Rehoboth Beach: Law and Order
One of the many services CAMP Rehoboth provides this beach community is an orientation for the police force working seasonally in Rehoboth Beach. Two “seasonals,” as they call themselves, recently gave me the opportunity to ask about their summer work. When asked for their recollection of the orientation back in April, these young gentlemen eagerly shared what they had learned.
The presentation, provided by Steve Elkins, covered a broad range of insight into keeping “Law and Order” in Rehoboth Beach. Gathering all the seasonals together in April, Steve shared with these young persons what to expect from their upcoming summer in our beach community. The message included an overview of the mix of straight and gay/lesbian population here. Above all, this is a town that nurtures its culture of diversity. The message articulated was: Don’t stereotype the gay and lesbian persons with whom you interact. The two segments not only co-exist in this bustling town, they also flourish as both business owners or visiting tourists.
It helps us to understand that these seasonal police officers are typically college students, laying the groundwork for a future career in law enforcement. Most have their eyes set on being a police officer, however one of the seasonals I interviewed is on his way to becoming a lawyer. Having a summer of police work on one’s resume helps advance a career path following graduation. They are assigned either to the bike patrol or foot patrol and have full arresting powers for misdemeanors. They are always supported by the full-time police force. The seasonals are not permitted to be engaged in answering alarms or assisting in felony arrests. The “D & D’s” are the most common offense that they face through the summer. That is, Drunk and Disorderly.

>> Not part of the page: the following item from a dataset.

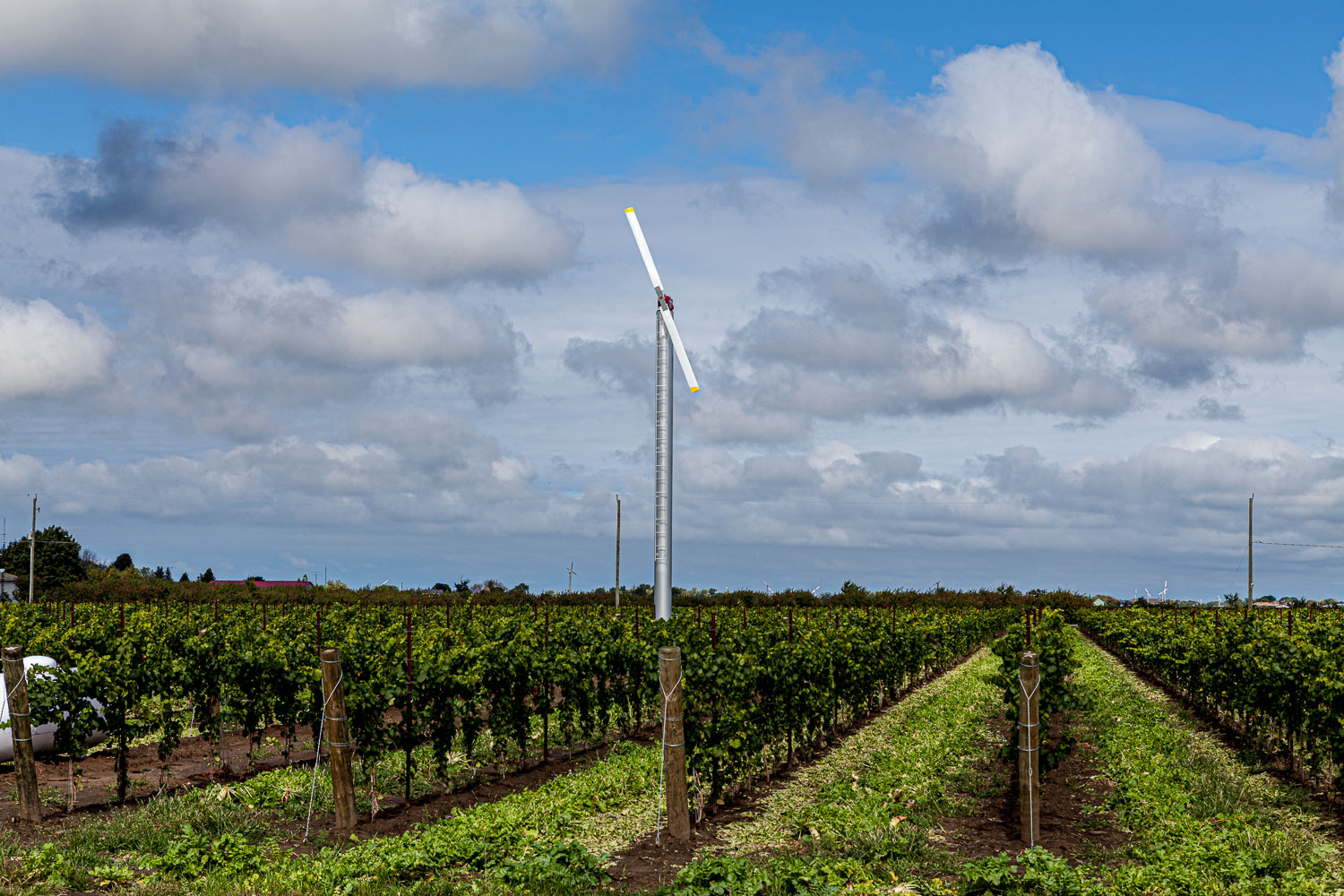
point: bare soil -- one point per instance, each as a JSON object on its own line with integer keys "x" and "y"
{"x": 1070, "y": 823}
{"x": 647, "y": 866}
{"x": 193, "y": 767}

One of the more interesting insights the seasonals shared was working in this diverse town was not so out of the ordinary for them. This is reflective of their younger generation, in that their tolerance for—or rather their acceptance of—gays and lesbians is more pronounced than the generations preceding them. Both of the young men with whom I spoke, knowing in advance of the diverse nature of this beach town, looked forward to being part of the Law and Order in Rehoboth Beach.
Feeling foolish for even asking the question, I inquired if there was any difference in their patrol of the “straight” beach, vis-à-vis Poodle Beach or Whiskey Beach. The answer was a resounding “No.” They encounter the same offenses at all beaches, such as consumption of alcoholic beverages, smoking on the beach, and other minor infractions. The most common misnomer is that the seasonals have something to do with parking meter fines. A separate meter patrol handles those. One seasonal assured me they are not able to get their own parking tickets waived!

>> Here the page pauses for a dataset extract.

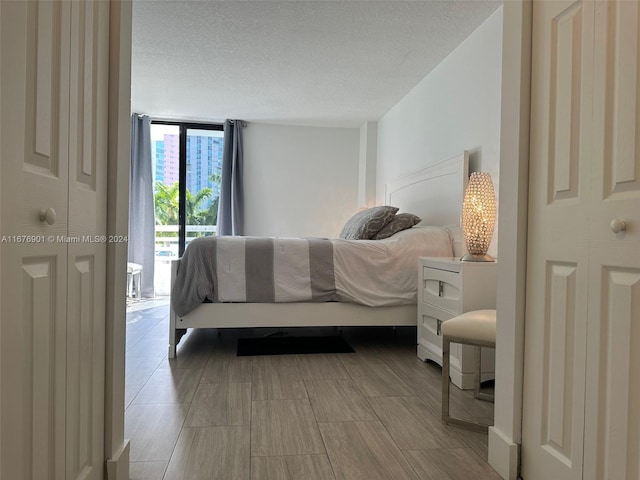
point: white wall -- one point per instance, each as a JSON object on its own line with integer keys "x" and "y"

When asked what they would tell next year’s crop of seasonals, these two young men immediately replied, “Expect the unexpected! There are slow days and busy days. Sometime through the summer, you will see a bit of everyone’s wild side.”
Then our conversation took a different turn. Without any prompting, discussion focused on the differences between being a police officer in Rehoboth Beach or Dewey Beach. “Rehoboth Beach is not even close to Dewey Beach,” they implored. Of course, they were not saying this in terms of geography, but the type of incidents one faces in Dewey. Details of these differences remain confidential, but anyone reading a newspaper will be familiar with them already!
A common interview approach is to have the interviewee complete this sentence: “The best thing about being a police officer in Rehoboth Beach is….” The answers included “the experience; developing one’s verbal skills in dealing with tourists; learning how to properly put handcuffs on someone; and lastly, it is a great way to determine if you really want to be a cop!”
My interview with these two seasonals was enjoyable, relaxed and encouraging. While still moving toward being a full-timer myself in this great town, and being a Rehoboth Beach homeowner for the last two years, I came away from this experience with a renewed sense of security in this town. The full-time police force in Rehoboth Beach works well with the seasonals, teaching them the ropes, and most importantly, backing them up in whatever situation they may find themselves from one day to the next. There is no sense of “us vs. them” in the police department—they operate as one team, in season and out.
The orientation CAMP Rehoboth provides the seasonals carries a message not only being heard, but fully adopted. That message is Rehoboth Beach is a safe place for all people, gay or straight. The seasonals will do their part to make that come true, as should we, the public at large.